53BP1 phospho-dependent interactions involved in DSB repair. PTIP and RIF1 interact with chromatin-bound and ATM-phosphorylated 53BP1 at DSB sites. PTIP binds directly to 53BP1 phosphorylated on Ser 14;25 (within the first eight Ser/Thr-Q sites). RIF1 binds to phosphorylated 53BP1 either directly or through an intermediate factor (X). The carboxy-terminal seven Ser/Thr-Q sites (9–15 Ser/Thr-Q sites) are involved in the interaction of RIF1–53BP1, although the amino-terminal eight Ser/Thr-Q sites might stabilize the binding. It is unknown whether PTIP and RIF1 can associate simultaneously with 53BP1 (left side of the figure), or if the binding is exclusive, due to either differential phosphorylation of the Ser/Thr-Q sites or steric hindrance (right side of the figure). 53BP1, PTIP and RIF1 block DNA end-resection and promote NHEJ repair. Although both PTIP and RIF1 contribute to dysfunctional telomere fusions, they also have distinct functions downstream from 53BP1. While RIF1 is essential for CSR and has a milder effect on toxic NHEJ events, PTIP is dispensable for CSR and has a more prominent role in toxic NHEJ events that lead to genome instability in BRCA1-deficient cells. ATM, ataxia telangiectasia-mutated; CSR, class switch recombination; DSB, double-stranded break; NHEJ, non-homologous end-joining.
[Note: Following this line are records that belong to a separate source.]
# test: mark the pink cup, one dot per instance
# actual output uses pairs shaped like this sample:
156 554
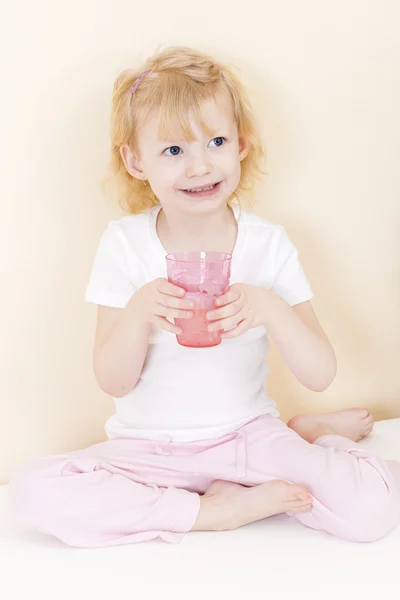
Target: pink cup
204 276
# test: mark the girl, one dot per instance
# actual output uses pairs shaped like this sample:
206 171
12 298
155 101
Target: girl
195 443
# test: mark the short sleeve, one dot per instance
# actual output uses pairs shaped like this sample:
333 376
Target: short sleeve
289 280
109 282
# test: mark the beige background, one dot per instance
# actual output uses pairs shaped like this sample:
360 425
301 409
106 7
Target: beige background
325 82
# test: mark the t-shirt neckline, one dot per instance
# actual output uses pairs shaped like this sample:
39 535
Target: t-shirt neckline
161 251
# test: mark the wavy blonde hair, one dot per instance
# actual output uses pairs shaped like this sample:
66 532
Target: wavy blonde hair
180 78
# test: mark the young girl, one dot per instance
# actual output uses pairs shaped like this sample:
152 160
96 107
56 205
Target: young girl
195 443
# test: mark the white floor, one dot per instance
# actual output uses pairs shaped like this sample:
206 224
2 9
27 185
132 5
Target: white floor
277 556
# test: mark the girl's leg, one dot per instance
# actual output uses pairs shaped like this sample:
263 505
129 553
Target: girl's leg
356 495
106 495
100 497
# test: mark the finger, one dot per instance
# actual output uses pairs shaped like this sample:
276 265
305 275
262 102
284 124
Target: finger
173 313
228 323
162 323
230 296
226 311
233 333
166 287
173 302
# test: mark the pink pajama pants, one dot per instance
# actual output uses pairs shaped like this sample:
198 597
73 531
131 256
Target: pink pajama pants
123 490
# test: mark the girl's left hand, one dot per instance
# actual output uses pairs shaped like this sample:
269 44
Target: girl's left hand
242 307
The identification of PTIP as a new 53BP1 effector also deepens the mystery of DSB repair pathway choice regulation by 53BP1. Future studies are needed to elucidate how 53BP1 and its effector proteins block resection. Are PTIP and RIF1 blocking specific nucleases? Do they act in a temporally distinct fashion or are they distributed in distinct subdomains of the chromatin flanking DSB sites? What is the function of PTIP in relation to the cell cycle? Testing whether RIF1 binds directly to 53BP1, and if so to which phosphorylated site, might answer some of the above questions. The identification of a RIF1 mutation that selectively disrupts 53BP1 binding would enable surgical manipulation of the 53BP1–RIF1–PTIP circuit at DSB sites.
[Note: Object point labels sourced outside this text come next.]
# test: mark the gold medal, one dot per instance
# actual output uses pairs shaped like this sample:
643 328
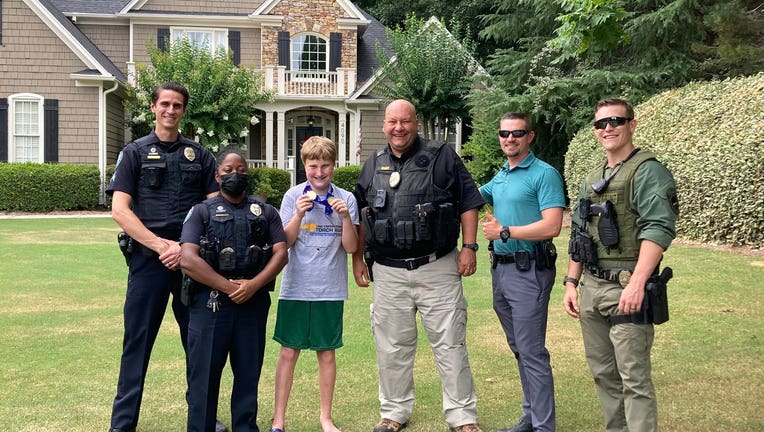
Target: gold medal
256 209
395 179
Another unresolved issue is whether 53BP1 acts solely by recruiting RIF1 and PTIP, or whether 53BP1 has a more active role in blocking resection. We have shown that 53BP1 localizes to the chromatin flanking the DSBs by binding to methylated and ubiquitinated nucleosomes, in a wheel clamp-like manner [9]. This suggests that 53BP1 might modify the nucleosomal array structure in a way that makes it refractory to the resection machinery. Recognizing how nucleosomes modified by 53BP1 cooperate with RIF1 and PTIP might provide clues to the role of these two proteins in end protection.

It is important to note that in human cells, PTIP might not be recruited to DSB sites in a 53BP1- and ATM-dependent manner [8]. Furthermore, in the avian B-cell line DT40, PTIP promotes HR instead of inhibiting it [10]. It will be important to revisit these studies to tease out whether these differences are due to context-, experiment- or species-specific effects.

The identification of PTIP as a candidate genetic modifier of BRCA1-deficient tumours is an important finding. As noted by the authors, disabling the PTIP–53BP1 interaction pharmacologically might selectively restore HR in BRCA1-deficient cells, which might be useful in certain contexts, for example as a chemopreventive strategy.